It’s rare when a media event overlaps with my scholarly work, but TWO events overlapping with it is practically unheard of. However, this past week, such a confluence happened.
First, Neal Brennan, co-creator of Chapelle’s Show, gave an interview to Buzzfeed in which he basically crows about what an awesome white guy he is and how well he understands African Americans. Over the weekend, new media and NFL star Richard Sherman gave an on field, post-game interview in which he crows about being the best cornerback in the entire league. These two events may not seem related, but they both touch on expressions of African American Vernacular English, or AAVE, sometimes also known as Ebonics. (More on Sherman in a later post.)
Regarding Brennan, Ta-Nehisi Coates has already written a very good, more thorough take down of the privileged attitude on display in his interview (though he notes, and I agree, that Brennan is very funny and that Chapelle’s Show is great). I’d like to focus on one small statement Brennan made in discussing how he writes Black characters:
“A white person writing about black people is writing about humanity with a slight vernacular spin.”

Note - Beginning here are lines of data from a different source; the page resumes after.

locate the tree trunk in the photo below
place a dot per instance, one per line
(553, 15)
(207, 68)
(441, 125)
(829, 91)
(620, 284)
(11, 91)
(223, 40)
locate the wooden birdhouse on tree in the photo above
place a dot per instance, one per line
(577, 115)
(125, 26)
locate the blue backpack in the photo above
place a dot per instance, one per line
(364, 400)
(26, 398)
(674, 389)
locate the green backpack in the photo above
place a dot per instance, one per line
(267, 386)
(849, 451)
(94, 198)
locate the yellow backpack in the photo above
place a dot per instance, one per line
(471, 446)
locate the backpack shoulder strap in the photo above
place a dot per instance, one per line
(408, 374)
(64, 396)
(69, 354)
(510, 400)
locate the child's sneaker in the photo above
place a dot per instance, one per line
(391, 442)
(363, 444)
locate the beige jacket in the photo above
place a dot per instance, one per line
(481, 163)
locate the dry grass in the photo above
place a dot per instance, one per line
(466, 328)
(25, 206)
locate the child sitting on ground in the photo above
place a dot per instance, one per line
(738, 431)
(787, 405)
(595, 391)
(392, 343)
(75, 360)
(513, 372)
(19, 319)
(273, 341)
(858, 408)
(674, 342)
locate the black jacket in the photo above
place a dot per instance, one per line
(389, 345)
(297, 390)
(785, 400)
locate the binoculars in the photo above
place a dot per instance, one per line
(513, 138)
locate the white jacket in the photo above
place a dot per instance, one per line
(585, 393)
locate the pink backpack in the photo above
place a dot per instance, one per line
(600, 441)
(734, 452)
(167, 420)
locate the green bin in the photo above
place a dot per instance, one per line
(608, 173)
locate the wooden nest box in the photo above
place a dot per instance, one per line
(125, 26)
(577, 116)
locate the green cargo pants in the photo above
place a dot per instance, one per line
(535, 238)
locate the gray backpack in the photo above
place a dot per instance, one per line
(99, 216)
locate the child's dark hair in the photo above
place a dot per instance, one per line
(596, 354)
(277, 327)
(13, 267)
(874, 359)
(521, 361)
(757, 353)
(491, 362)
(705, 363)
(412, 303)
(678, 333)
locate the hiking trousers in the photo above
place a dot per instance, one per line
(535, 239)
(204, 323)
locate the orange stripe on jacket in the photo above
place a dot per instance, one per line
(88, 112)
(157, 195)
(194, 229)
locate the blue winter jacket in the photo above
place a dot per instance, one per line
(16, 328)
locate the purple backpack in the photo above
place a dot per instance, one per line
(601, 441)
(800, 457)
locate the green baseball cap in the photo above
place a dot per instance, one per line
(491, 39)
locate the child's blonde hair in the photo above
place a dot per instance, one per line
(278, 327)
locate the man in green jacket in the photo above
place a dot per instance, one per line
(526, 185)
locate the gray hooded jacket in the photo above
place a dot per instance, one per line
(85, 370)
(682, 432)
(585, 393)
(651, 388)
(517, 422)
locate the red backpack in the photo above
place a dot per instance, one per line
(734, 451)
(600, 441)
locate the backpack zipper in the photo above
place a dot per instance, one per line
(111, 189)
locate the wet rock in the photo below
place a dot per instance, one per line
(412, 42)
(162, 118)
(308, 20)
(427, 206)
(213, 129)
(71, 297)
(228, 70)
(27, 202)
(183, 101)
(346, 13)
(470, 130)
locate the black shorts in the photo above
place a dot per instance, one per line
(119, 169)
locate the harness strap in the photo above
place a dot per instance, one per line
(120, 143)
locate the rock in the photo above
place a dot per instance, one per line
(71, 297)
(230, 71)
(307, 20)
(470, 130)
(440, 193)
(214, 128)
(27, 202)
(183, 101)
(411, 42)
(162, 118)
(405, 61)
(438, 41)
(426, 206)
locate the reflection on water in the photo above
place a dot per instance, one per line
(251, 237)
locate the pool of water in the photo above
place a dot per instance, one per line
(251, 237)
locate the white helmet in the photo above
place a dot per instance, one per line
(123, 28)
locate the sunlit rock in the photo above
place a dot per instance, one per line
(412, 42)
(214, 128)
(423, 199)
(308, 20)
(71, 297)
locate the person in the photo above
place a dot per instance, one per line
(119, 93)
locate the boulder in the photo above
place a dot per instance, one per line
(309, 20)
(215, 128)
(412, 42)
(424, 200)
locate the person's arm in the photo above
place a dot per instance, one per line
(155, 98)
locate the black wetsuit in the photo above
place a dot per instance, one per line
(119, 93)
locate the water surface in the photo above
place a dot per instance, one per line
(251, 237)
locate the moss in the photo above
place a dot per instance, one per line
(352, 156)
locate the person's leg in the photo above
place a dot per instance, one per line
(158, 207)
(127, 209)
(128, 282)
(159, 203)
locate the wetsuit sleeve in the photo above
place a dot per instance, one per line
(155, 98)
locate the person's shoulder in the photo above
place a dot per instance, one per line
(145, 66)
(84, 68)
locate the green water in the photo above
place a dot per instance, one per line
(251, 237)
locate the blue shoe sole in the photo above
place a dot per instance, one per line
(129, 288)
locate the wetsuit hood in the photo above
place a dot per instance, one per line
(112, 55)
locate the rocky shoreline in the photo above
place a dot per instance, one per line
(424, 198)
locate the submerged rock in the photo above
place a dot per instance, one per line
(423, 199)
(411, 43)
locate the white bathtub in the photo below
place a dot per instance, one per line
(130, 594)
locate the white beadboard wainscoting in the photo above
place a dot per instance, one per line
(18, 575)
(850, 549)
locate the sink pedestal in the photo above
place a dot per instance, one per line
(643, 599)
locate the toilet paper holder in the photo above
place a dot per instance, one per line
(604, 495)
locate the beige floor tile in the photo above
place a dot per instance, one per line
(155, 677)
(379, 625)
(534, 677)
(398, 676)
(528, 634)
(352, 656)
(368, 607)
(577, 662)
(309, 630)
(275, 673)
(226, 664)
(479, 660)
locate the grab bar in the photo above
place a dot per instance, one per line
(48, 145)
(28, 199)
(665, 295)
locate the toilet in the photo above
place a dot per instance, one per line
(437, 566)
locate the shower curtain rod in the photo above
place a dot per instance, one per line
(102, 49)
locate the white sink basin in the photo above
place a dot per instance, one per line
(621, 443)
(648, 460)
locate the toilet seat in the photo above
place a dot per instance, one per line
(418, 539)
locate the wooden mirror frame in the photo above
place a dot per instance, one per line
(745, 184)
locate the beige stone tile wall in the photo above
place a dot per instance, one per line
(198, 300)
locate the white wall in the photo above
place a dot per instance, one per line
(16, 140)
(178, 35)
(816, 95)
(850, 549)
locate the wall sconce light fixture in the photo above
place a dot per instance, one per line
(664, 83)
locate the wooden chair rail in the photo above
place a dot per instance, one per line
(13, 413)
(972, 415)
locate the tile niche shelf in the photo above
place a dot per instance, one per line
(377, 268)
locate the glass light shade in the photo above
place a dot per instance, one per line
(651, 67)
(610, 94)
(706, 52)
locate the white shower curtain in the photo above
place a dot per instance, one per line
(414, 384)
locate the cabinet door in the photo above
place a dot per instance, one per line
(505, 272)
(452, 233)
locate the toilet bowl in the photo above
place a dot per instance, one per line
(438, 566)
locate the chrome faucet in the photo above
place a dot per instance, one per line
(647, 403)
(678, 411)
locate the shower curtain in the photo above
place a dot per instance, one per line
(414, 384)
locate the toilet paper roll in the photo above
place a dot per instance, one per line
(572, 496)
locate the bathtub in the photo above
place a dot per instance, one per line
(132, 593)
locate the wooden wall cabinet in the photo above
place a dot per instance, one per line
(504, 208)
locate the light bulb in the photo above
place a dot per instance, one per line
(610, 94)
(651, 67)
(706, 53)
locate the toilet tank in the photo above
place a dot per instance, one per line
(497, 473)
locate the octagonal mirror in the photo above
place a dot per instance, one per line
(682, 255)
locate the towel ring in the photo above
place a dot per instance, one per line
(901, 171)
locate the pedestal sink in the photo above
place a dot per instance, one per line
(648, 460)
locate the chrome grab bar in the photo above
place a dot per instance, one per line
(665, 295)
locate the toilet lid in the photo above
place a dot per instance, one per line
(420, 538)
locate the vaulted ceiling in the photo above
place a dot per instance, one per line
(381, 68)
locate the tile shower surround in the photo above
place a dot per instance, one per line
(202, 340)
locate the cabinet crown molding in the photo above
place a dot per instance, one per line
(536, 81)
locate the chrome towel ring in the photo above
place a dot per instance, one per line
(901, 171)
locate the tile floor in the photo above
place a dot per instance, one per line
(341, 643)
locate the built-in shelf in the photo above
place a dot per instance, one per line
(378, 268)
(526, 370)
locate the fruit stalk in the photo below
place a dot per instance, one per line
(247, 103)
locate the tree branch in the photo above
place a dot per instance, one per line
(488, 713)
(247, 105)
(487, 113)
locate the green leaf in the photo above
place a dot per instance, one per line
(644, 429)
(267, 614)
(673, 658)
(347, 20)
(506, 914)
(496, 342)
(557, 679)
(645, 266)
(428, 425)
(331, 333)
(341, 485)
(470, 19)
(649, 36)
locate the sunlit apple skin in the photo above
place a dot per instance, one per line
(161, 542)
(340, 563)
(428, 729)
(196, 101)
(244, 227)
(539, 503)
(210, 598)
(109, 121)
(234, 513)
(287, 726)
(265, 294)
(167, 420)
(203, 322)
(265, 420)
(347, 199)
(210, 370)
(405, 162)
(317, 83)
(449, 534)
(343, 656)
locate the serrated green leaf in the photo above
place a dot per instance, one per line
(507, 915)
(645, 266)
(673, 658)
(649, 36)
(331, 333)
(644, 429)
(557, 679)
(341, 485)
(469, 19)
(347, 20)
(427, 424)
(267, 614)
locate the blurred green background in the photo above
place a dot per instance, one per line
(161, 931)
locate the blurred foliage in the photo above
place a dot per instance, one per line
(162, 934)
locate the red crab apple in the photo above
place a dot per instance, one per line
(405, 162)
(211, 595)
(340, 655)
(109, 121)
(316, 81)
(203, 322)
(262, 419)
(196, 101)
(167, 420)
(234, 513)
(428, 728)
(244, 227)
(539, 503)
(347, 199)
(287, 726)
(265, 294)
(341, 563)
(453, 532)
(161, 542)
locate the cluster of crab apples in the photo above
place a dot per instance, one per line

Brennan was attempting to make a liberal statement about how characters are just merely human, and that he can write about humans. Despite the fact that Brennan, by his own admission, knows such things as institutional racism have made a wide gulf between the Black and the White experience in the US, he claims the only difference in writing Black characters is a “vernacular spin.” Leaving aside the notion that every Black character written by Brennan must then speak with the very same “spin”, I’d like to unpack the notion of “vernacular” as it applies in an cultural, political, and linguistic context.
AAVE, though it has been a controversial issue at times, is recognized as a legitimate dialect or language system. It is unique to the United States, although it contains many influences from the West African languages which early slaves to America would have spoken. White Americans adopted words like “banjo” and “hip”, among others, from AAVE. It developed alongside Southern white dialects and shares commonalities with those dialects, as well. It has changed and enriched speech in the United States for hundreds of years. Thus, for Brennan to claim that it’s a mere “vernacular spin” that he slaps on a Black character to differentiate them from a white character seems ignorant, at best. Such a claim reduces Black Americans to again being the “other,” or that which is not mainstream White America. It is as though his writing style is something akin to: “You want to write a Black person? They’re just like White people, except they say things like yo!” While it is true that Black American and White Americans (and every other ethnicity/race of American) share in the same humanity we all do, it is reductive and racist to base that humanity on a white template.
Additionally, AAVE is more than a language system. In my dissertation, “‘This is Harlem Speaking Now’: The Cultural Politics of Vernacular and Twentieth Century African American Agitprop Theater” I argue that the very usage of AAVE in theater of the 20th century (and, honestly, beyond) is itself a political act. In a nation where African Americans have been enslaved and maligned and set apart through White institutions, including language, for characters to speak in their own vernacular is essential, significant, and confrontational. Such vernacular usage is similarly found in literature of colonized populations, who are very often kept from learning their own languages or dialects. Writing in such language is a slap directed at the oppressors; not a mere “vernacular spin.”
This is not all to pick on Neal Brennan and say he can’t or shouldn’t write Black characters. He is free to do exactly how he pleases. I just want to draw attention to the reductionist nature of his own language and the importance of recognizing “vernacular” as not simply a few choice vocabulary words, but as something intimately tied up with history, experience, and culture of an entire people.